Liège

Le tribunal n’a pas cru aux versions divergentes de la fillette et de sa mère qui réclamaient 10.000 euros

Le tribunal correctionnel de Liège vient d’acquitter Edward, 61 ans, qui était accusé de viols par son ancienne belle-fille. 

 Les juges ont relevé que les accusations contradictoires et fluctuantes de la mère et de la fille semblaient mues par un désir de vengeance. 

 En effet, les « révélations » ont été faite dans un contexte de conflit financier avec la mère de la jeune-fille qui devait de l’argent à Edward. 

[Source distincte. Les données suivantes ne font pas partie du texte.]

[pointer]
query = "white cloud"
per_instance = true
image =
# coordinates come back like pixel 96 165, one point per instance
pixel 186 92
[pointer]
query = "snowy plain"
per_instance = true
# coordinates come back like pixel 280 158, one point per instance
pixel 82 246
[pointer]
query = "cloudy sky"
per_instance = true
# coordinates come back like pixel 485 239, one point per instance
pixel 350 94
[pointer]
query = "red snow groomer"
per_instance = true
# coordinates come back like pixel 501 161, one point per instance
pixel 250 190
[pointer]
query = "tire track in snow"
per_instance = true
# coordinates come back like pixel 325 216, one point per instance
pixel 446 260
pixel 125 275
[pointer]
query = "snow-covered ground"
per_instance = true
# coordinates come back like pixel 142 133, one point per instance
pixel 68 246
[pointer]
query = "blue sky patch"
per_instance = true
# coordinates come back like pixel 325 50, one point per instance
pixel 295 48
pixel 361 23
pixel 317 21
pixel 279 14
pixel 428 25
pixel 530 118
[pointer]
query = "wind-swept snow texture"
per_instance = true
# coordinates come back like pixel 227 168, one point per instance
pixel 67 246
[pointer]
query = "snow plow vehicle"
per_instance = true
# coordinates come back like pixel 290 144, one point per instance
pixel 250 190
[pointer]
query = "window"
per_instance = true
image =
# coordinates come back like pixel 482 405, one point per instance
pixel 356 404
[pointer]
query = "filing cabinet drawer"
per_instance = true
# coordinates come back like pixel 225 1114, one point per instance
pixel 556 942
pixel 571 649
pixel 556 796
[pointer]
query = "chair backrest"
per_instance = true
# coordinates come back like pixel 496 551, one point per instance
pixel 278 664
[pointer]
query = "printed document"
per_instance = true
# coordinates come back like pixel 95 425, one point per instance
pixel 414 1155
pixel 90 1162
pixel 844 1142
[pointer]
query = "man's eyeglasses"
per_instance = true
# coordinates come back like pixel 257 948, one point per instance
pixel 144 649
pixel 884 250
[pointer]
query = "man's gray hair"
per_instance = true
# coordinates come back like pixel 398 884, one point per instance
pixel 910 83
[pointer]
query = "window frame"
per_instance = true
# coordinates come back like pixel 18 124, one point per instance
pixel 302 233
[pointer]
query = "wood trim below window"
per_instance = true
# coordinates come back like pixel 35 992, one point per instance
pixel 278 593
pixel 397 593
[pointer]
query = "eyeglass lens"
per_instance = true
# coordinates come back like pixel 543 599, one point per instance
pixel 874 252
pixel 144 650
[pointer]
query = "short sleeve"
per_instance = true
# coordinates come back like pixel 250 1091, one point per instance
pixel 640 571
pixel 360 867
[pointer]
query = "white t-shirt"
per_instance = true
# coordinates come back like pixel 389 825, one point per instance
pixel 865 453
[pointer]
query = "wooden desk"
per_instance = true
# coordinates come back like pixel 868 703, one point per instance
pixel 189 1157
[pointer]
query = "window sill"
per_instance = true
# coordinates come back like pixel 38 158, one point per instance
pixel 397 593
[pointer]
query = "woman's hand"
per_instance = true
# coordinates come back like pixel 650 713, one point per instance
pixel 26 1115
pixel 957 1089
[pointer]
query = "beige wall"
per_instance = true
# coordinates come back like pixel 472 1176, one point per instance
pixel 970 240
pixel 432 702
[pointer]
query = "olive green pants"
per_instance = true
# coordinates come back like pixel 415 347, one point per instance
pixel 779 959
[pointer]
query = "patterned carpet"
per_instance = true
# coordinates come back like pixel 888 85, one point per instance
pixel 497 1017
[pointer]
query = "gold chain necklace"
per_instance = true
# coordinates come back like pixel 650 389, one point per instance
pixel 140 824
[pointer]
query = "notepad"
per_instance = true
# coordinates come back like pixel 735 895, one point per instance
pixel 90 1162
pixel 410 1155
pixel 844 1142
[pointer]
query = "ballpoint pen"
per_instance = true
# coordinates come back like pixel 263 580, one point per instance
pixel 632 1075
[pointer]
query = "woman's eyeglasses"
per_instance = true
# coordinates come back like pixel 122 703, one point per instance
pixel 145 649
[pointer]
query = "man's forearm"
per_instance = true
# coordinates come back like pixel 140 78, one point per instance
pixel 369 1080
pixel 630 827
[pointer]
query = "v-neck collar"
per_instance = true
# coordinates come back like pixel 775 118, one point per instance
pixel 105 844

 Lors d’une audience consacrée à l’affaire, la mère de l’accusatrice réclamait 10.000 euros à son ancien mari… 

 Elle a été déboutée de cette demande. 

 Cette affaire a éclaté le 19 février 2016. Ce jour-là, une conseillère au Service d’Aide à la Jeunesse a adressé une note sociale au parquet de Liège pour expliquer qu’une jeune fille aurait été victime de faits de moeurs de la part de son beau-père. 

 La demoiselle a expliqué avoir été victime d’un viol, être maltraitée, isolée, séquestrée dans son domicile et contrôlée au niveau de son GSM et de ses contacts. 

 Edward a toujours nié ces accusations. Il a expliqué avoir contrôlé sa belle-fille au niveau de son téléphone car avec son épouse, il a découvert qu’elle avait envoyé des photos d’elle nue à un garçon. 

 Lors de l’enquête, il est apparu que la mère et la fille avaient des versions contradictoires des faits. 

 La jeune fille a accusé son ex beau-père après avoir reçu un message de sa mère sur son téléphone. 

 Selon les explications de la mère, sa fille aurait été violée en 2014 alors que la jeune fille estime la période à 2015. 

 Selon les déclarations de la fille, la mère aurait assisté à la fin de la scène de viol, en aurait été informée et serait naturellement retournée à la cuisine terminer le repas sans prendre par la suite aucune mesure et ne quitter Edward qu’un an plus tard. 

 Entre la prétendue scène de viol et le fait de le quitter, elle avait encore posté un message d’amour sur la page Facebook de l’homme dont elle savait qu’il serait le violeur de sa fille. 

 L’expertise a déterminé que l’hymen de la prétendue victime était intact ce qui, selon le tribunal, est difficilement compatible avec un viol de plusieurs minutes comme elle le décrivait. 

 Edward était déjà porteur d’une prothèse de genou qui l’empêchait de se mettre à genou, à califourchon, comme la jeune-fille l’a déclaré. Les juges ont encore relevé que les déclarations de la mère et de sa fille sur les circonstances sont contradictoires. 

 Le tribunal a eu la même analyse concernant les accusations de coups portées sur l’homme. En effet, les déclarations de la mère et de sa fille étaient également contradictoires.